Vehicles pass by a darkened Staples Center on October 10, 2011.
As my new KPCC colleague Eric Richardson reported this morning, NBA commissioner David Stern has decided to cancel the first two weeks of the season, in the face of an ongoing labor impasse. This is going to cost money, in terms of lost ticket sales and the spending that people engage in when they attend games. If more games are cancelled, the costs are going to be significant.
Here's the math, for the sacrificed Lakers and Clippers games at the Staples Center, assuming the cancellation extends throughout the rest of 2011:
- $30 million in ticket sales
- $40 million for everything else
- Grand total: $70 million
As Richardson points out, the $30 million is less relevant than the $40, because the latter is money that won't go to Downtown businesses (the $30 million represents "sunk" costs — money already expended that can't be recovered). The $40 million will get spent elsewhere in the city.
So it's not as if it will vanish. Rather, it will simply be, in a manner of speaking, redeployed. People, being people, will seek entertainment, and a planned entertainment expenditure is unlikely to be saved.
And that's a good thing — a sign of our strength and a vindication of our big-city investment in a plethora of entertainment options.
On balance, this isn't a terrible blow to the city's economy. And in any case, the city is sufficiently diversified to handle it. There's plenty going on in L.A. at any given time. It's important to remember that in a properly diversified economy, every entertainment option — from pro sports to fine dining to miniature golf courses to movie theaters — is competing for consumer dollars. If something goes offline for a while, something else is ready and willing to fill the gap.
If competition is lacking, then you really have a problem. You don't want the only game is town to cancel its first two weeks. Then you really do have darkness, and the alarming economic implications that go with it.

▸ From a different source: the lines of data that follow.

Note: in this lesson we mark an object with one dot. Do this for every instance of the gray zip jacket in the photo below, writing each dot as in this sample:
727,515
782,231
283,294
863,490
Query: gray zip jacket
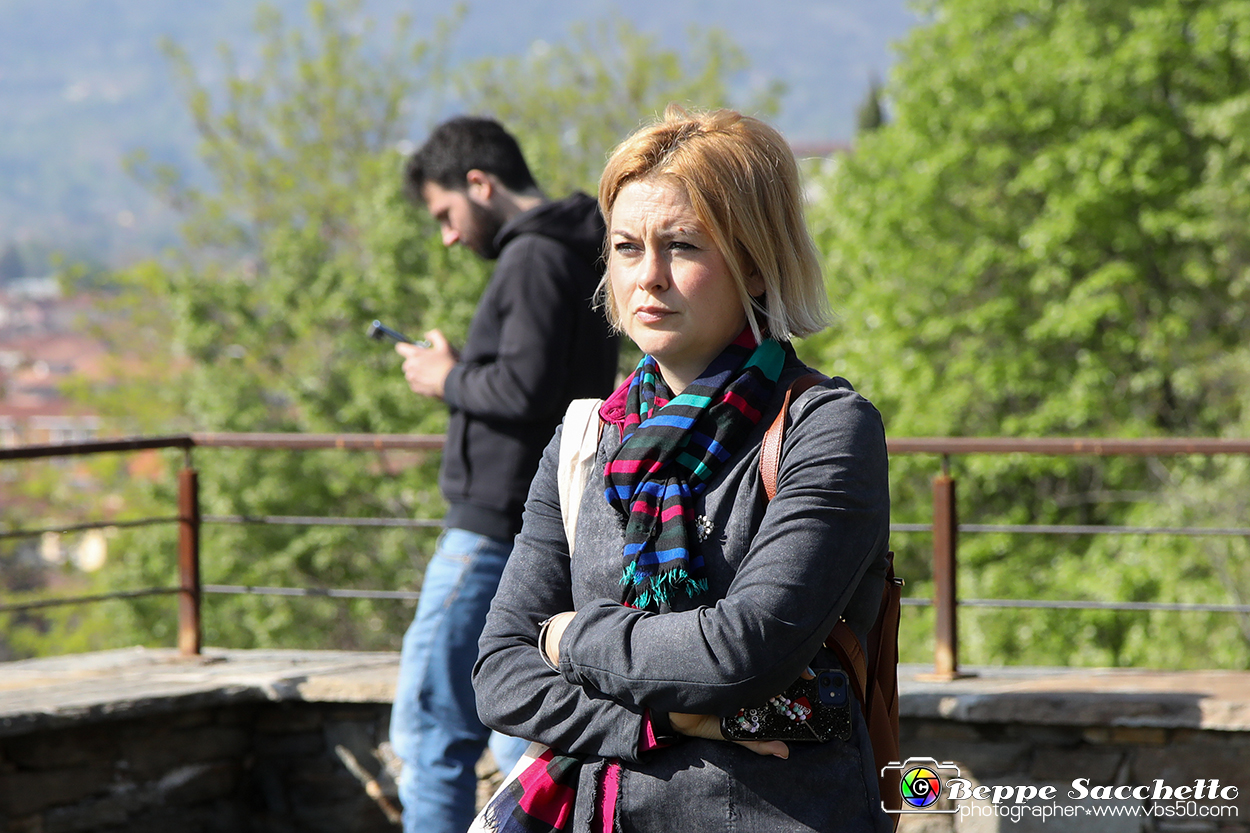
779,572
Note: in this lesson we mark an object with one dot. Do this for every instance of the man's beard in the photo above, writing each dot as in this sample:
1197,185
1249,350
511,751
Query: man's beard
485,224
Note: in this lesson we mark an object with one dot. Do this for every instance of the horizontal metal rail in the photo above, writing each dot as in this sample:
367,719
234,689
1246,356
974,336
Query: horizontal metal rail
315,442
943,445
945,527
95,447
275,442
1083,529
1086,604
313,520
1064,447
85,599
311,590
98,524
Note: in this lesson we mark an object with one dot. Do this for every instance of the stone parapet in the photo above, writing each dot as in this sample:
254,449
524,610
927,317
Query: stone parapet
144,739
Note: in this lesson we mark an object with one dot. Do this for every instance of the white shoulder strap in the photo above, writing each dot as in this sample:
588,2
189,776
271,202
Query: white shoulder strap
579,442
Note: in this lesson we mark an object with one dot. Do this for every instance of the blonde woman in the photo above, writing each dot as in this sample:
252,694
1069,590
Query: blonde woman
691,598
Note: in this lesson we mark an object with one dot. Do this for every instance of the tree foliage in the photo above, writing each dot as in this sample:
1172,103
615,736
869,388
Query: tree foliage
1049,239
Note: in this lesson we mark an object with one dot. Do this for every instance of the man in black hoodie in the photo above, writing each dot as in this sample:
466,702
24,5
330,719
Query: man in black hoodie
535,343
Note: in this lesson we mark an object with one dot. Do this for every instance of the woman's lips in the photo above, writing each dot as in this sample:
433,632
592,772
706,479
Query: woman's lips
651,314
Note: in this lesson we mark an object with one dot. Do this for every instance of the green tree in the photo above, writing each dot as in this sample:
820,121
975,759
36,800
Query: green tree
870,114
1049,239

The company that runs the Staples Center, AEG, knows this and has worked it into their business plan. They haven't bet the farm on pro hoops. Here's Blog Downtown again:
[T]he picture is not entirely bleak for the central city. Because AEG does schedule so heavily, the arena's 38 remaining non-basketball events are still more than other prominent arenas. Madison Square Garden would lose 14 dates if the Knicks did not play a game before the end of the year, leaving 20 booked events. Chicago's United Center would lose 11 Bulls games, leaving it with 33 events—a number buoyed by 12 days hosting the circus. L.A. Live also still has events at Nokia Theatre and the other venues in the L.A. Live complex, keeping a steady stream of visitors flowing into the neighborhood.
Blank said that traffic is part of a smart strategy by AEG. "They're all about leverage," he noted. "They're diversifying, and they've taken that risk up front."
AEG operates the entire LA Live complex, so Staples, albeit the anchor, is just one part of the overall business. This is a clear evolution beyond the old way of thinking about sports facilities. The model that's been criticized in the past insisted that public funding for stadiums would create economic activity around those stadiums — but that activity doesn't always materialize, or is greatly overstated by the sports facilities' boosters.
If the stadium doesn't get enough use or only hosts a single sports franchise, then the model can fall apart. AEG has set up a different model, one that integrates a variety of entertainment options. LA Live is so well-diversified that even though it may end up losing its share of $40 million on cancelled NBA games, it can handle the hit. There are people who go to the place regularly who probably don't even care about the NBA. They're in it for the bowling.
If the 2011 segment of the 2011-12 NBA season is lost, we'll be able to compare notes with other cities. In the end, LA will probably come out OK. In fact, economists may study our experience.
Diversification. It's a beautiful thing. To quote Judge Reinhold's Brad Hamilton from "Fast Times at Ridgemont High" when confronted by a shirtless Sean Penn and a shirtless Eric Stoltz and a shirtless some other guy: "Learn it. Know it. Live it."